The transaction refinances the company’s existing debt at generally lower rates, and the package also includes an $85 million revolving credit facility, the people said.
Representatives for Thoma Bravo and Apollo Global Management Inc., which led the debt deal, declined to comment.
Private lenders are hungry to put to work the billions of dollars raised in recent years amid a lack of new acquisition and buyout deals. These companies compete with each other and with the leveraged loan and junk bond markets for a relatively small number of transactions, leading to more demand than supply. That issuer-friendly environment has allowed companies to obtain attractive interest rates by refinancing existing debt.
Quorum Software has also benefited from growth, with earnings before interest, taxes, depreciation and amortization rising more than 10% annually over the past three years, the people added.
Energy software
Thoma Bravo bought Quorum Software in 2018 and then merged it with Aucerna in 2021, while also acquiring TietoEVRY’s oil and gas software business as part of the deal.

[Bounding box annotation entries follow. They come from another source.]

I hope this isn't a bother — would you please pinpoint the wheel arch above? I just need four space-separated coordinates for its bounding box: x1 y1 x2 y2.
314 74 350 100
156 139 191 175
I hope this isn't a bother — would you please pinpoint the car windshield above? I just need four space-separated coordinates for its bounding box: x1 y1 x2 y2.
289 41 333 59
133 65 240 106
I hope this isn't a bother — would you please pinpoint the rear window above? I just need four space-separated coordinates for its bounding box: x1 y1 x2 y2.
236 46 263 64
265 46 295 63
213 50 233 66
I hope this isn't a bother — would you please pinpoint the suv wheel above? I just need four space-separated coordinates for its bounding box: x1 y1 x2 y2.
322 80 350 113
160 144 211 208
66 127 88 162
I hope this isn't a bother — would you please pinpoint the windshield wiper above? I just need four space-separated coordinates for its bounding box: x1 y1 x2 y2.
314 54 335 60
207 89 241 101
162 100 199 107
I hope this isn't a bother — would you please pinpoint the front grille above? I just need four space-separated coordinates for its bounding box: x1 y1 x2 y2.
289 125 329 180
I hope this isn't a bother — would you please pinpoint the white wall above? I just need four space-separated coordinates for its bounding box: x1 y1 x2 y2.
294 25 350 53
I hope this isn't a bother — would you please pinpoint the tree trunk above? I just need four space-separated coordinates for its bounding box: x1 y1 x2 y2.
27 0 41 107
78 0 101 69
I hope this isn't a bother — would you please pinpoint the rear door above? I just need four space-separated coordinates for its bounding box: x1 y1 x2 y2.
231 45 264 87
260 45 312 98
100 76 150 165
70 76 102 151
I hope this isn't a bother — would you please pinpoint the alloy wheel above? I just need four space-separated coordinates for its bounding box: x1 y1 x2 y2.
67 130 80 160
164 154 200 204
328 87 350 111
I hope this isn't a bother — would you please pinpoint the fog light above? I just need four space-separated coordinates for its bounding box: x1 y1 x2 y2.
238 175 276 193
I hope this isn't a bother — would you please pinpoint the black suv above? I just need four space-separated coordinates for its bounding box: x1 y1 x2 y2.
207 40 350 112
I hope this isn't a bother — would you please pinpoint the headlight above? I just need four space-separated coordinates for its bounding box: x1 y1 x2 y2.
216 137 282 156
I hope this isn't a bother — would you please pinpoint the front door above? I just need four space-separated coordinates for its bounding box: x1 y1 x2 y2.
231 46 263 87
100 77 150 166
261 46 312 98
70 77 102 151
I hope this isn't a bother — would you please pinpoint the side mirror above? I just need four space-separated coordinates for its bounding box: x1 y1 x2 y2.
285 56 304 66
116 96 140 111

Although the companies had been combined, the company still had separate debt from Quorum and Aucerna, which was refinanced into a single capital structure through the November transaction, the people said.
Before the new deal, the company had two loans from Quorum Software: a $340 million first lien loan and a $125 million second lien loan, with margins of 4.25 percentage points and 8.5 percentage points above the benchmark rate, respectively, including an adjustment of the credit spread. The company also had a $350 million unit tranche from Aucerna at 6.5 percentage points above the benchmark, plus an adjustment, she added.
The new $865 million, seven-year unitranche matures in 2031, and the margin could fall to 4.5 percentage points versus the benchmark if leverage falls below five times, as expected in the coming months, she added . After the transaction, net leverage, a measure of the ratio of debt to earnings, is about 5.5 times, based on about $150 million of Ebitda, she added.
The lender group also included Ares Management Corp., Blackstone Inc., Antares Capital, Carlyle Group Inc., Cliffwater, the asset management arm of Goldman Sachs Group Inc, Thoma Bravo’s lending business, Diameter Capital Partners, HPS Investment Partners, Jefferies Financial Group Inc . , Canal Road Group and New Mountain Capital.
Representatives for Ares, Blackstone, Antares, Carlyle, Goldman Sachs and Diameter declined to comment. Representatives for the other companies did not immediately respond to requests for comment.
Although the volume of new acquisitions and buyouts has remained relatively subdued, market participants expect an increase in 2025 following the return of newly elected President Donald Trump to the White House and pressure on private equity firms to buy and sell companies.
(Last paragraph updated with market outlook. An earlier version corrected the wording in the sixth paragraph to reflect an issuer-friendly environment.)